Interesting point Mark and by the way thanks for taking care of my "case" :nod:. I have changed the camera calibration tab to 2010 and the dots&lines disappeared, but now the funny thing is that when I go back to 2012 again the don't seem to show up again even though I haven't tried editing the image to see how it would behave under "stress". This is getting mysterious by the minute :bluegrin:

ciao

Nicola


----------



## Nicola Zingarelli (Mar 29, 2012)

A brief update. today I went to edit an image and again the green pixels appeared while in PV2012, returned to PV2010 and the dots were still there. Went on top of one of them with the clone tool, clicked and they all disappeared.... This is quite odd indeed, I don't know whether go back to 3.6 and keep my normal workflow with that or try to figure out what is going on with .4 

Thanks, ciao

Nicola


----------



## Mark Sirota (Mar 29, 2012)

It would be great if you could make an image available that shows this, so that we can try to confirm whether it's the image file, or your catalog, or your system...


----------



## Nicola Zingarelli (Mar 29, 2012)

Mark, I'm pretty sure is not the images, I have been trying with several different files coming from different cameras and shot in different years and is the same. What I'm noticing is that the problem arises when I'm using the cloning tool, I'm trying to see if is the same with the brush. The green pixels show up only on the dark areas

ciao

Nicola


----------



## Mark Sirota (Mar 29, 2012)

I'd look into your video drivers. Are they up to date?


----------



## Nicola Zingarelli (Apr 10, 2012)

I'm here again to give you an update on my green stuff problem. Have a look at these two images, the firstone presents the green dots problem while the second has none. The only difference between the two is that I have exported the first right after the editing process that involved a bit of paint brush and clone tool, and the second one after I closed Lightroom and opened it again without any editing process. You think this could be of any help to understand the problem? Thanks in advance for your help

ciao

Nicola


----------



## Victoria Bampton (Apr 14, 2012)

Hi Nicola, any chance of a look at that original?  You can email it to [email protected] or drop it on my server (www.vbftp.net, username webupload, password 123)


----------



## Jim Wilde (Apr 14, 2012)

Victoria, I've been talking offline with Nicola and looking at some of corrupted images. I think we both agreed that there was nothing wrong with the original files, so the corruption was happening in Lightroom and the artifacts were being incorporated in the exported files. Last conversation was that the PC was off to the vets, but haven't heard back.


----------



## Victoria Bampton (Apr 14, 2012)

Well done Jim, I'll leave it in your capable hands then.

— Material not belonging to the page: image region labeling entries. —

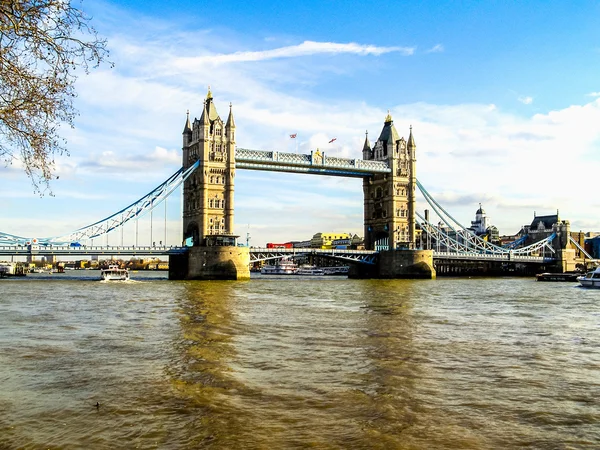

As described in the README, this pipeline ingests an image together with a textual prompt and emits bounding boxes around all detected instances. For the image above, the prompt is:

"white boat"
[100,265,129,281]
[260,259,298,275]
[323,266,350,275]
[577,266,600,288]
[296,266,325,276]
[0,261,25,278]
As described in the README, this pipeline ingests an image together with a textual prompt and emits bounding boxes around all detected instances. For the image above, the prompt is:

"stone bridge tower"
[363,112,417,250]
[183,89,235,246]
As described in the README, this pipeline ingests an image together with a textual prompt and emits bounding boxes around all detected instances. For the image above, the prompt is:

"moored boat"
[296,266,325,276]
[535,272,581,281]
[100,265,129,281]
[577,266,600,288]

I'm down to 56 threads in my backlog now......


----------



## Nicola Zingarelli (Apr 15, 2012)

Hi Victoria, thanks for your kind offer of help. As Jim said we went through this already and the files are OK. Talking to a friend who's both en expert on PC and Photoshop user and he said that he did a little investigation and looks like the problem is due to the graphic card, it probably overheats and is not able to fishing the job, the reason for the green bandings. Is a NVIDIA 9500GT with only 256mb, and I'll have the vet looking into that as well.

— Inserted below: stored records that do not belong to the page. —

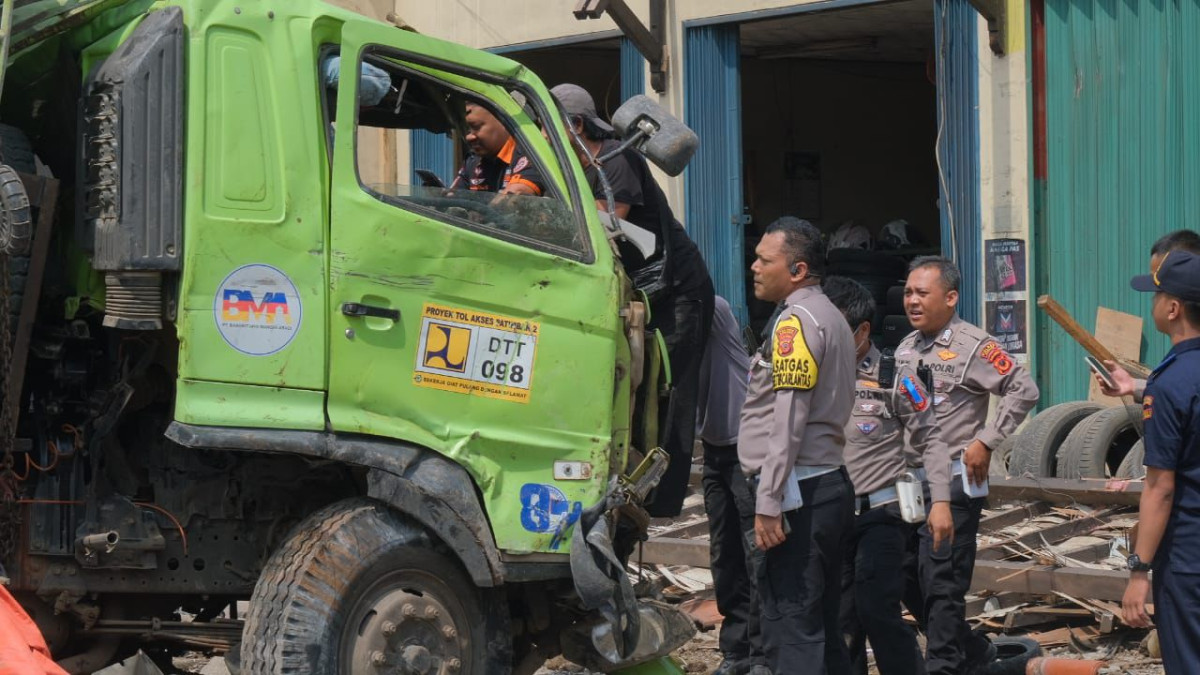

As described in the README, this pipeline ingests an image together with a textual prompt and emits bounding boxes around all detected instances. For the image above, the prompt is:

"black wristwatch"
[1126,554,1150,572]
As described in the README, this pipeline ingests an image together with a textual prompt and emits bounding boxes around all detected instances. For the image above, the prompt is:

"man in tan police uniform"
[822,276,954,675]
[896,256,1038,675]
[738,217,854,675]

Thanks everybody for the great help I have received, this forum is an extremely valuable tool for LR users

ciao

Nicola :nod:


----------



## neelin (Apr 25, 2012)

Nicola Zingarelli said:


> Hi Victoria, thanks for your kind offer of help. As Jim said we went through this already and the files are OK. Talking to a friend who's both en expert on PC and Photoshop user and he said that he did a little investigation and looks like the problem is due to the graphic card, it probably overheats and is not able to fishing the job, the reason for the green bandings. Is a NVIDIA 9500GT with only 256mb, and I'll have the vet looking into that as well.
> 
> Thanks everybody for the great help I have received, this forum is an extremely valuable tool for LR users
> 
> ...



Interesting.  I recently tracked down some image rendering problems coming after hours of use.  I cleared it up by vacuuming dust out of all the fins & fans on the computer, including the graphics card.  Problems totally gone.

Robert


----------



## Nicola Zingarelli (Apr 25, 2012)

Robert I actually did the same, dust is gone and the problems slowed down even because I returned to 3.6. Still need some boost on my PC though

tx, ciao

Nicola


----------